General News - Elder Scrolls Creators founded OnceLost Games

All the talk of Daggerfall as the comparison point makes me assume that they are again trying to create a randomly / procedurally created, massive open world game. Which I think always is more interesting in theory than in practice. Whenever a game uses randomly generated content, it's the worst part of the experience. Hand-crafted worlds / stories / locations / characters just tend to be much more interesting and rewarding for a player. Even the best "random" games like Nethack are actually pretty carefully hand-crafted, the randomness is merely an illusion used to improve re-playability.

I think a genuinely strong Daggerfall-type game would require a much better A.I than what is yet possible. It would essentially need a "dungeonmaster" which would be able to generate endless random content with intelligence, nuance and substance. I think we are still at least 10 years away from that, in the gaming world.

On Discord Ted had this to say (in different posts):"We've been calling our system dynamic composition which is basically procedural generation done right. We definitely recognize the flaws in the system we created 25 years ago for Daggerfall but with a little wisdom and some technological advances, we shouldn't repeat the same mistakes … though we might make some new ones!"

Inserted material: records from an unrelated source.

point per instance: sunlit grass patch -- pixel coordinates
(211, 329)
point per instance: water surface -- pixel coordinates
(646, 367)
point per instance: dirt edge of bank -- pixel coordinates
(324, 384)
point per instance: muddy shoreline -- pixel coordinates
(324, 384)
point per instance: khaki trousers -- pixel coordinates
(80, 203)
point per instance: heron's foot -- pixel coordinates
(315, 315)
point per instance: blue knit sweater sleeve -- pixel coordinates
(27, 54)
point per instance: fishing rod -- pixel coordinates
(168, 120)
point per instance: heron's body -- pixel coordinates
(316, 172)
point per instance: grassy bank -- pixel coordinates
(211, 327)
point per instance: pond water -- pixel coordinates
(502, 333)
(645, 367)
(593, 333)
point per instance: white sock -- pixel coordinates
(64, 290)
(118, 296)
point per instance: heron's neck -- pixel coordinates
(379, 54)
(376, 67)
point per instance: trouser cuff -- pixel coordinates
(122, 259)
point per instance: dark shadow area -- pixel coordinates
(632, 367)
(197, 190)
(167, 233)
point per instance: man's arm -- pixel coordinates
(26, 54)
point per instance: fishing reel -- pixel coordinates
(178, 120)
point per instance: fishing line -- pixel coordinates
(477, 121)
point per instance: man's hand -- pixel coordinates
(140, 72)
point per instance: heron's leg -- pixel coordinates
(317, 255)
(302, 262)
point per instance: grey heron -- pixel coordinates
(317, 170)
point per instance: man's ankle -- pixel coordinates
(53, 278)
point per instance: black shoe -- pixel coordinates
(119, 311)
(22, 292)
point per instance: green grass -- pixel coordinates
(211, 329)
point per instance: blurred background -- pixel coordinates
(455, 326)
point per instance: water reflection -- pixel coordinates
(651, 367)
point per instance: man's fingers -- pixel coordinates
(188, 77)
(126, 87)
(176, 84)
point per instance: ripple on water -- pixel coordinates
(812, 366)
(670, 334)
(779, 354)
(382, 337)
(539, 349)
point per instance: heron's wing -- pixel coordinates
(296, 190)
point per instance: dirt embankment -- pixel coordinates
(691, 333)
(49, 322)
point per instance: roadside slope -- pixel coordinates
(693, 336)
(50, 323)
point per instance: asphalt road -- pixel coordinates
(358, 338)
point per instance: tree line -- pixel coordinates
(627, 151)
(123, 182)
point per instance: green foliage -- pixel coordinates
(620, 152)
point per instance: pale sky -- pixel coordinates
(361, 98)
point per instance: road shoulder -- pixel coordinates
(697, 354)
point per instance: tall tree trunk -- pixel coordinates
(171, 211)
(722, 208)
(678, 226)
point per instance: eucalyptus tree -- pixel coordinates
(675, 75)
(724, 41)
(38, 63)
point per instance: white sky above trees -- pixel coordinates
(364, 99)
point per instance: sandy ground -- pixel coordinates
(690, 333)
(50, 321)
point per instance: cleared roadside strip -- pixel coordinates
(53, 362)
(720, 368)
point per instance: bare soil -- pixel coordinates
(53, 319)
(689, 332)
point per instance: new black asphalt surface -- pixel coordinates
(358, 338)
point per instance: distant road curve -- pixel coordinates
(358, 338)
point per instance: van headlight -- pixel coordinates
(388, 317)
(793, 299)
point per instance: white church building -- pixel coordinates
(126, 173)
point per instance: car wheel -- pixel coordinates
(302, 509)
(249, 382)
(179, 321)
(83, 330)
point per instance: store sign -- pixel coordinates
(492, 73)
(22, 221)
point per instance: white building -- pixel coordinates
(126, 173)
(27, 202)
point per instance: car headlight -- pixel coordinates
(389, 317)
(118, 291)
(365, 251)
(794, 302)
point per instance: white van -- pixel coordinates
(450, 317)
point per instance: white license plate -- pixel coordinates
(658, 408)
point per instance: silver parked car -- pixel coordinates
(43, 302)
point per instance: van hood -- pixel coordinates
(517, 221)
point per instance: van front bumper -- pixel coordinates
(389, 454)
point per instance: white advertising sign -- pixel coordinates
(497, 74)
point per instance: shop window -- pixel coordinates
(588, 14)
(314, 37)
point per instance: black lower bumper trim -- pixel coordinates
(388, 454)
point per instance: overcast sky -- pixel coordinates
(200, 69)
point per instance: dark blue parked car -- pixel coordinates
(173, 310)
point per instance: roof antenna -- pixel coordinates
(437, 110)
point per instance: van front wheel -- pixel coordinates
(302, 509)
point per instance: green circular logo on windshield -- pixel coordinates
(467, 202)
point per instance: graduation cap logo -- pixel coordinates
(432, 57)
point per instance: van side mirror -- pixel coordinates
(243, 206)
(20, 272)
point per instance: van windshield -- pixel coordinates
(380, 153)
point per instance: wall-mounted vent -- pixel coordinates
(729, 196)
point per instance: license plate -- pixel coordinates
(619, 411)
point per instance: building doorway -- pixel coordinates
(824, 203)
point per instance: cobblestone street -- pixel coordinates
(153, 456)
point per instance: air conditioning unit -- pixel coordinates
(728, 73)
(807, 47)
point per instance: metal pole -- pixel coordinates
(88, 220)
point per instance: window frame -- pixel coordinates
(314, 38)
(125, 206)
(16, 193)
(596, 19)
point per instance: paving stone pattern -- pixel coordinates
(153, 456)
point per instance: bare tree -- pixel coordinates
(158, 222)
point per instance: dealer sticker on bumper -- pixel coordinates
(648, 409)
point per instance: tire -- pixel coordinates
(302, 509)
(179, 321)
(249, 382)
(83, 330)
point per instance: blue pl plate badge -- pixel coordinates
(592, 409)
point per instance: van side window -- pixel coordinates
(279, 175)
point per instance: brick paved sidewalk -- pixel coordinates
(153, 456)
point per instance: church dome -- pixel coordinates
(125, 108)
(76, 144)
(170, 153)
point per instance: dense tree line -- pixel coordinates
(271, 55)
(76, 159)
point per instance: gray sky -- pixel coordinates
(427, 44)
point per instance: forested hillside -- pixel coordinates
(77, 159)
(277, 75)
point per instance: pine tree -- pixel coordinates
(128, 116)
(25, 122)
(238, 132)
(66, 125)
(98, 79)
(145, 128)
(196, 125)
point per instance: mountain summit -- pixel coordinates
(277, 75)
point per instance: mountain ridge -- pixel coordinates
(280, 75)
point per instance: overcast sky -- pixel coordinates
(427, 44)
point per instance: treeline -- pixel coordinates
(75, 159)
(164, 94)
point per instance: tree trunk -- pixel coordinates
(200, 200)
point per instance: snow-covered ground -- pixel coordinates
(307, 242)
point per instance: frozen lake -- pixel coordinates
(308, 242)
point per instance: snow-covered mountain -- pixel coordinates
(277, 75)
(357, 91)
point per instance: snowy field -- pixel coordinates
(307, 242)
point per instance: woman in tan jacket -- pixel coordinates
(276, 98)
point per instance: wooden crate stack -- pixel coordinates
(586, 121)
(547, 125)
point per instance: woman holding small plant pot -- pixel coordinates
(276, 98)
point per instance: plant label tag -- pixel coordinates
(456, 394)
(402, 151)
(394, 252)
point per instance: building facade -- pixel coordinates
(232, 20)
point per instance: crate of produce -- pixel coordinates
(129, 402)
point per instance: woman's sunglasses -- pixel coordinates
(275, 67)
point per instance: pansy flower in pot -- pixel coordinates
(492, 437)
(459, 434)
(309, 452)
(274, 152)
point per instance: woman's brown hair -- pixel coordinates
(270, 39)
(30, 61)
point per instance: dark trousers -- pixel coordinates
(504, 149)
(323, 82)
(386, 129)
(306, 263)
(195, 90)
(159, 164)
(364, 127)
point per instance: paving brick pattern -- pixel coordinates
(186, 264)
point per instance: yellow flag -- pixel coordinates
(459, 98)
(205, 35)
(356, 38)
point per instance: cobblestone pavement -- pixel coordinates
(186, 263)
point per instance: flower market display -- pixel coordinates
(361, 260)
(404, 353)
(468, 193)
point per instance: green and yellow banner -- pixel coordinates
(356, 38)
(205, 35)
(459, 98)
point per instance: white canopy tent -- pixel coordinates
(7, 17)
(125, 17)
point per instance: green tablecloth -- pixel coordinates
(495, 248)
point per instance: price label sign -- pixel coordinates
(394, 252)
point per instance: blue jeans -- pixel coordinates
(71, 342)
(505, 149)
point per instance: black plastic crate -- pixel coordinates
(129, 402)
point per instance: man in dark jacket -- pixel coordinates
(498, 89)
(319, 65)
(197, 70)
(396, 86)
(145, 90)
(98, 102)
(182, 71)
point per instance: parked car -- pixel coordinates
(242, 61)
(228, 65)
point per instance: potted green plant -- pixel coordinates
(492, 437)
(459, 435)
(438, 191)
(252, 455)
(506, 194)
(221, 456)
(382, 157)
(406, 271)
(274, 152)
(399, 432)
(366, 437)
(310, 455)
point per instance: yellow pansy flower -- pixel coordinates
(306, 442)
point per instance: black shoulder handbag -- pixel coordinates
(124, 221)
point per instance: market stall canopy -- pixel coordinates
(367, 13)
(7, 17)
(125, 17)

One thing I find useful in thinking about dynamic composition in general, from NPCs to towns to dungeons, is to think in terms of "seeds" and "sub-seeds." For example, the seed may be an underground city type dungeon, which comes with certain architectural elements, texture sets, monster encounters, quests, etc and a possibility of certain "sub-seeds," like bandits hangout, vampire's crypt, basically any secondary use the structure also contains. That helps create a history around the site, from its origin as a town that was buried in a volcanic eruption to it later being discovered and inhabited by a forbidden cult forced to go literally underground by authorities.\

Yes. I am calling it dynamic generation not procedurally generated. A lot will be hand created (as it was in Daggerfall) but the code will fill in the blanks for terrain, architecture, NPCs, quests, etc

"Dynamic" is our term, not "radiant," fwiw. It's not so binary between dynamic and fixed. Hard to explain without spoilers. I guess the plainest way to put it is there aren't any quests that won't be altered at least somewhat by things like the player's reputation with the quest giver, world and local situations, etc


Also, Ted mentioned they aren't making an exact copy of Daggerfall. He already mentioned that if you attack something with a weapon and are in-range it will connect for example.

But I have to admit, I'm curious how well someone could do this with the current level of gaming technology.

Listen to the Julian's interview I post earlier past 2.5 hours into it. He talks a bit about how it would do it tech-wise "now" (2 years ago).